Dolgin's own articulation of the process is focused less on his internal workings (the art inside) and more on how he pulls together seemingly disparate forms and resources. In his experience and performance, "you are never alone," only finding how you connect. While he jokes (partly), "I have to look for samples that are not well known so I don’t get sued," he also brings to light (partly) some obscure musics. He points out "the record that started it all," by the Romanian singer Aaron Lebedoff (sometimes called "the Maurice Chevalier of the Yiddish stage"), as he describes how he culls through old records, finding sounds and ideas to combine. "At first it was cool, full of interesting sounds," he says of his mixing and matching of samples. "And then I figured out, 'Oh wow, I should represent myself.'"
On stage, Dolgin finds ways to represent himself and also combine his favorite inspirations, including clarinetist David Krakauer and jazz and funk trombonist Fred Wesley. (Wesley describes his initial encounter with this young man who "certainly had a knowledge of my music": "When I first saw him, I thought he was a kid who came in the studio to clean up.") The film includes a performance by this trio at the Apollo, a sinuous and mesmerizing show that leaves the crowd looking a little entranced. Krakauer tries to translate the experience into words: "The three of us are coming from this place that we're not about cutting and pasting. I think we're really trying to find a way in."

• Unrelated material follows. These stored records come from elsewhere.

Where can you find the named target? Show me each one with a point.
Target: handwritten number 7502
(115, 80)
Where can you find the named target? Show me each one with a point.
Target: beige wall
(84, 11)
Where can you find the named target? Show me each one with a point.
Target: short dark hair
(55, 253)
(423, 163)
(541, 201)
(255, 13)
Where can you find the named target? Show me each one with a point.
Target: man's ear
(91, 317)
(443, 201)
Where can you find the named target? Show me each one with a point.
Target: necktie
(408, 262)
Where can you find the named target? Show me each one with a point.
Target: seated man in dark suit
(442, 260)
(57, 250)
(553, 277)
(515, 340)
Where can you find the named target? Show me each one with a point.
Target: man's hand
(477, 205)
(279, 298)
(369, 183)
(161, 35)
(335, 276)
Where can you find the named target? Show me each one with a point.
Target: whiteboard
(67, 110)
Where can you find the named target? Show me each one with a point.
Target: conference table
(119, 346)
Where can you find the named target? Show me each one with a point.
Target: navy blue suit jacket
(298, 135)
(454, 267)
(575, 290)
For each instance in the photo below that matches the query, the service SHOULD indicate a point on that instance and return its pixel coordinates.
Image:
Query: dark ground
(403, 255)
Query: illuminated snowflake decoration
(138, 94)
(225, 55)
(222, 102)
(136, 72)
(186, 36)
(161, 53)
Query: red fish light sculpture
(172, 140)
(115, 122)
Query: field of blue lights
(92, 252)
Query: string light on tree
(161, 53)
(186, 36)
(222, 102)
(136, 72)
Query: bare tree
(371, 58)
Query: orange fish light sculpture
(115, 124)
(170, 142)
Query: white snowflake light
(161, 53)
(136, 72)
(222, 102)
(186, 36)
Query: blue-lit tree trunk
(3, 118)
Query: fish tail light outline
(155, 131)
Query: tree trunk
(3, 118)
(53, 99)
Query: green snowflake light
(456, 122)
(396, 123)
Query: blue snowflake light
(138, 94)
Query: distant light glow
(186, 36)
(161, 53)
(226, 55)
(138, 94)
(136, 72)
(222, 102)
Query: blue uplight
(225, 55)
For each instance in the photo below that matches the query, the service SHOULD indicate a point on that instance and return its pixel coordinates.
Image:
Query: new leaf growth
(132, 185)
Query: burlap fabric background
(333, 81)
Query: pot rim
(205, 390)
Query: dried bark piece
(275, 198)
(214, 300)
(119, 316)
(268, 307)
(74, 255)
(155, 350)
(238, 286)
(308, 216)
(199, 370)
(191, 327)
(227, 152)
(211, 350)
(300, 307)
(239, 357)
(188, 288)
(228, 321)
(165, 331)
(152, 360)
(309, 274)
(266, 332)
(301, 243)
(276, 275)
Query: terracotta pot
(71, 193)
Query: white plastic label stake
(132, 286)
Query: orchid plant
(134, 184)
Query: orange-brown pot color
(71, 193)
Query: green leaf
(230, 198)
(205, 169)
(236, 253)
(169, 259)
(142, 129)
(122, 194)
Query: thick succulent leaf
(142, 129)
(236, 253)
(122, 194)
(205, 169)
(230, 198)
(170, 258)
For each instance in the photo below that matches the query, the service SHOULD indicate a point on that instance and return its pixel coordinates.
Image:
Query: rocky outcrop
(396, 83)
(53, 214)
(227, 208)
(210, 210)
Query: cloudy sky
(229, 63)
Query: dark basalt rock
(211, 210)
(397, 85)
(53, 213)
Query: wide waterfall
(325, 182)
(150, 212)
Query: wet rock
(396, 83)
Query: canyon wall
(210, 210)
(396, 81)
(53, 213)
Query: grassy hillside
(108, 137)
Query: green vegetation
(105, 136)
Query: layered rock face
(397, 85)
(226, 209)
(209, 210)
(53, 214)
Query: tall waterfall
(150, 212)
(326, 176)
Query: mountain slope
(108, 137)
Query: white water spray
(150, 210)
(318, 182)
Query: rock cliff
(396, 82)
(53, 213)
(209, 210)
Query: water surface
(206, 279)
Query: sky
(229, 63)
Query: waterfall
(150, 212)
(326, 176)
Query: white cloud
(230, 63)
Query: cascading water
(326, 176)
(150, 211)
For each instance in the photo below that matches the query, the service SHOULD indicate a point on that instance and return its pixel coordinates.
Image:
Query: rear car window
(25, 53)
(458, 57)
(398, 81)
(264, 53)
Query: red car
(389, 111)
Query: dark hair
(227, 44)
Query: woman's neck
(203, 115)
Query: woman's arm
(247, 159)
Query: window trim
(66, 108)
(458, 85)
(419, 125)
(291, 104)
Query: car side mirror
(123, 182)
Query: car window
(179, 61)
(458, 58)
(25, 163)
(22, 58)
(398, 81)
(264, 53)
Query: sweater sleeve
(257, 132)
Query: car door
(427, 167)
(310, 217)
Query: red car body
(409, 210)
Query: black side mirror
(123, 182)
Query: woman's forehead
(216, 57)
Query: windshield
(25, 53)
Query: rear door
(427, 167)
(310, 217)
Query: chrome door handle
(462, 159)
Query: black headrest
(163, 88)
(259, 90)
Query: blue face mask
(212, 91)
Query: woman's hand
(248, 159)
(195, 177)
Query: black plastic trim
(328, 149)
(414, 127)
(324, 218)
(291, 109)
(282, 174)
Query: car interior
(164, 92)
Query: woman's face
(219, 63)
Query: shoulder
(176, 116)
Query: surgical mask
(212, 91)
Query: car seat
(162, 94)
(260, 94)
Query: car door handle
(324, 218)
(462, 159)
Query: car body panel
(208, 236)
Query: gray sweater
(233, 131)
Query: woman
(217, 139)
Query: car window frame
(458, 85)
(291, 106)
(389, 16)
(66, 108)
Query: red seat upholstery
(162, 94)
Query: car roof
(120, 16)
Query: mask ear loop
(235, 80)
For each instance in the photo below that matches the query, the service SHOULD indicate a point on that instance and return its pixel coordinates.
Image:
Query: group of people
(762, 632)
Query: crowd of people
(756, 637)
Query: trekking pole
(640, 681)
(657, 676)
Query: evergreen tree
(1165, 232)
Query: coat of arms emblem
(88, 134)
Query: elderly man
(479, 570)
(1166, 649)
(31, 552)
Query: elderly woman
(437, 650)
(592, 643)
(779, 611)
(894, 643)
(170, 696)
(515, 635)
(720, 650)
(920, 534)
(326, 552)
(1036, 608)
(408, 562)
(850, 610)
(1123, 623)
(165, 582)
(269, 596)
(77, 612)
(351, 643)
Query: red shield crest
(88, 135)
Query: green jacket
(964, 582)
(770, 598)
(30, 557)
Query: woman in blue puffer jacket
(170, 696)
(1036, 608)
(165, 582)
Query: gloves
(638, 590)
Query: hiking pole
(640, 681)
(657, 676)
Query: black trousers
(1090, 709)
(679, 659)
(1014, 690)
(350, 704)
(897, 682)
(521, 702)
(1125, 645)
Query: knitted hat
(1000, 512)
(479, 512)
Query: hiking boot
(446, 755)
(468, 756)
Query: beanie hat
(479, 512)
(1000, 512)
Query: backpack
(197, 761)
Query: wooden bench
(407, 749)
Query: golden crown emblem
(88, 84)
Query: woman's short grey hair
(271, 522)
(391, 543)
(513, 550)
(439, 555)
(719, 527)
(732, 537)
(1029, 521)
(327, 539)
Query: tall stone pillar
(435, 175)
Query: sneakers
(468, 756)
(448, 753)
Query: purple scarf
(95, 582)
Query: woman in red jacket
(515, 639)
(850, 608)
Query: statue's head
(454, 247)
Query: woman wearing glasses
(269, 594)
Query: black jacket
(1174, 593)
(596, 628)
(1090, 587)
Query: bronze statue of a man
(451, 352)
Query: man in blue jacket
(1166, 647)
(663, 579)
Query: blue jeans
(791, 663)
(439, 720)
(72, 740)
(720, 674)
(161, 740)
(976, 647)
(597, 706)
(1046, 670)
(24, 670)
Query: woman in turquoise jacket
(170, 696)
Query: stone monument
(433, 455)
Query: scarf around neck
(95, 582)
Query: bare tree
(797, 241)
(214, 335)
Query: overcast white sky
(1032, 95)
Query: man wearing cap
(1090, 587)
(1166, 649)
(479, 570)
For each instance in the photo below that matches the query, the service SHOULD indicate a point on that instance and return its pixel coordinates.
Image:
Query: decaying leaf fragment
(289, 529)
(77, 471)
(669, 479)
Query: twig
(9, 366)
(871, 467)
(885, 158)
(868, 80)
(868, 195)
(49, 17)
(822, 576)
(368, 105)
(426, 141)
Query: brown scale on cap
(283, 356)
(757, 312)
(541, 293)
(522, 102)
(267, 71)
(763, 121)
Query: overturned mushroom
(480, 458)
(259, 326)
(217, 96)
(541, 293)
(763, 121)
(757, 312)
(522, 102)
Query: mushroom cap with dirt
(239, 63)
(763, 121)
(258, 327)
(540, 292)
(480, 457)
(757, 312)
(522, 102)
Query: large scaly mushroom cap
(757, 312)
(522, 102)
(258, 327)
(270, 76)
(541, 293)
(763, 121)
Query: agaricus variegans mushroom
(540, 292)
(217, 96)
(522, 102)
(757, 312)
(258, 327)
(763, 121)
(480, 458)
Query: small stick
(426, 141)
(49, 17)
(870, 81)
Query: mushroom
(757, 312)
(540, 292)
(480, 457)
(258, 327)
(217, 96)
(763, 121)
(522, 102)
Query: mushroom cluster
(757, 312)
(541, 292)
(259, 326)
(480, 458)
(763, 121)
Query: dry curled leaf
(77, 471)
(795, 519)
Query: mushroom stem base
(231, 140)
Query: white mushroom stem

Dolgin finds ways in everywhere, and in unexpected places. He conjures up a miscellany of venues for performance, from the usual sites (like the Apollo) to a ship on the Ukraine's Dneiper River (the first klezmer cruise) and Montreal's Cinema l'Amour (where he's especially thrilled to be, he says, because it's "one of the first theaters for Yiddish plays and films"). Here he and the band perform, for one night only, "Socalled's Porn Pop." This comprises live accompaniment -- including narration -- to the circa '70s porn films of Toby Ross, the subject of a documentary Dolgin is working on ("This is pretty meta,"" he observes to Beitel, "You're a filmmaker filming me making a film about a filmmaker"). In part, Dolgin is reflecting on his own adolescence, when was figuring out his own (gay) sexuality with the help of "basically three magazines," two shoplifted and one Playboy he stole from an uncle, "because it had guys in it." And in part, he's using Ross' images and his own memories to examine the rhythms and nuances of sex as commodity and ideal, a means to identity, and of course, a perpetual performance.
Dolgin's own perpetual performance is intelligent and charismatic. When he visits his childhood home, his parents don't so much fill in background as confirm what he's still doing. "We used to call him the cheerer upper," his mom says. "He was always wanting to, I guess, entertain, but to make people happy." For Dolgin, then and now, this is a matter of finding those "magical" connections. Reading from a 1986 diary entry, he looks pleased and bemused by his observations on his suburban life: "Does anything new happen? No, absosmurfly nothing." And so he's found his own ways to make what seems old new again.